The Kerala school of astronomy and mathematics founded by Madhava of Sangamagrama is the topic of the seventh chapter, which includes Madhava's works on series expansions of trigonometric functions and the calculation of pi, and developments by Nilakantha Somayaji in the theory of astronomy. Chapter eight covers the interactions between India and mathematics in medieval Islam, including the transmission of decimal notation to the west and an increased awareness of mathematical rigor in India. Chapter nine concerns colonial and early modern times in India, the influence of European mathematics, and ongoing developments within Indian mathematics from the 16th through 18th centuries. Unfortunately, it stops just before the time of Srinivasa Ramanujan. The book concludes with a collection of still-unresolved major research questions in the area of Indian mathematics. Two appendices cover aspects of Sanskrit grammar and prosody that are important for understanding Indian mathematics, a glossary of technical terms, and a collection of biographies of Indian mathematicians.
Throughout, many images of documents and artifacts of mathematical interest are included.

==Audience and reception==
Mathematics in India does not require that its readers have any background in mathematics or the history of mathematics. It makes scholarship in this area accessible to a general audience, for instance by replacing many Sanskrit technical terms by English phrases, although it is "more of a research monograph than a popular book". Its readers are likely to come from many different audiences, including mathematicians, historians, indologists, philosophers, linguists, and philologists, and it succeeds in navigating the different expectations of these audiences.

Reviewer James Rauff recommends Mathematics in India to all students or teachers of the history of mathematics, calling it "meticulously researched, carefully argued, and beautifully written", and Benno van Dalen goes further, calling it required reading for all future students of this topic. Dominik Wujastyk calls it "path-breaking", "a classic work that should be owned and read by any scholar interested in the history of science in South Asia". Although calling it difficult reading for non-specialists, Ward Stewart suggests that it could also be valuable to high school teachers and that some of its material could be incorporated into their lessons, and although A. K. Bag calls it "mainly meant for the foreign audience", B. Ramanujam writes that it deserves to be better known among Indian schoolteachers in particular. Dominik Wujastyk suggests using it as the basis for university-level courses, and Toke Knudsen highlights its value as reference material for researchers in this area.

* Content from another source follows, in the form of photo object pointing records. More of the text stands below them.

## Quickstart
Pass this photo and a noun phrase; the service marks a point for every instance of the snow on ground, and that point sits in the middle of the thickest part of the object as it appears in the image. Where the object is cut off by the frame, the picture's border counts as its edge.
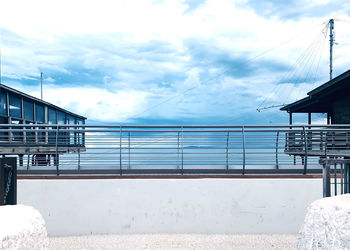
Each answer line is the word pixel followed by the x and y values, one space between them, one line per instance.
pixel 22 227
pixel 327 224
pixel 176 241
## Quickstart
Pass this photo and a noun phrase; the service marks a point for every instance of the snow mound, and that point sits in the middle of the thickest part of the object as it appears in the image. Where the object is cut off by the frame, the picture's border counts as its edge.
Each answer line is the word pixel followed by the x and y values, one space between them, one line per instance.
pixel 22 227
pixel 327 224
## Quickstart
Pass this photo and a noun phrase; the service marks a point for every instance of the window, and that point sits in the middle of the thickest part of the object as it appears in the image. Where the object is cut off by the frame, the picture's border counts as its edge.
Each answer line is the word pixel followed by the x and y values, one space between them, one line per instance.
pixel 61 117
pixel 3 110
pixel 39 113
pixel 52 116
pixel 15 107
pixel 28 110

Both van Dalen and Agathe Keller write that the comprehensive English-language history of Indian mathematics in Mathematics in India was long-awaited, and several reviewers point to the History of Hindu Mathematics by Bibhutibhushan Datta and Awadhesh Narayan Singh from the 1930s as the only previous work that filled that role, albeit one organized by topic rather than by time. Reviewers also noted the novelty of the book's focus on mathematical astronomy, with Alexander Jones calling it "the best general introduction to the history of astronomy in India that we currently have". Despite some quibbles, Keller and Clemency Montelle both call the book "destined to be a classic".

A rare negative review is given by Satyanad Kichenassamy, who takes issue with the book's consideration of social context rather than purely of the mathematical content of the works it discusses, with its emphasis on astronomy as a force for mathematical development, with its omission of Malayalam-language works, with "a tendency to conflate ancient mathematical concepts with modern ones", and with many details of its conclusions.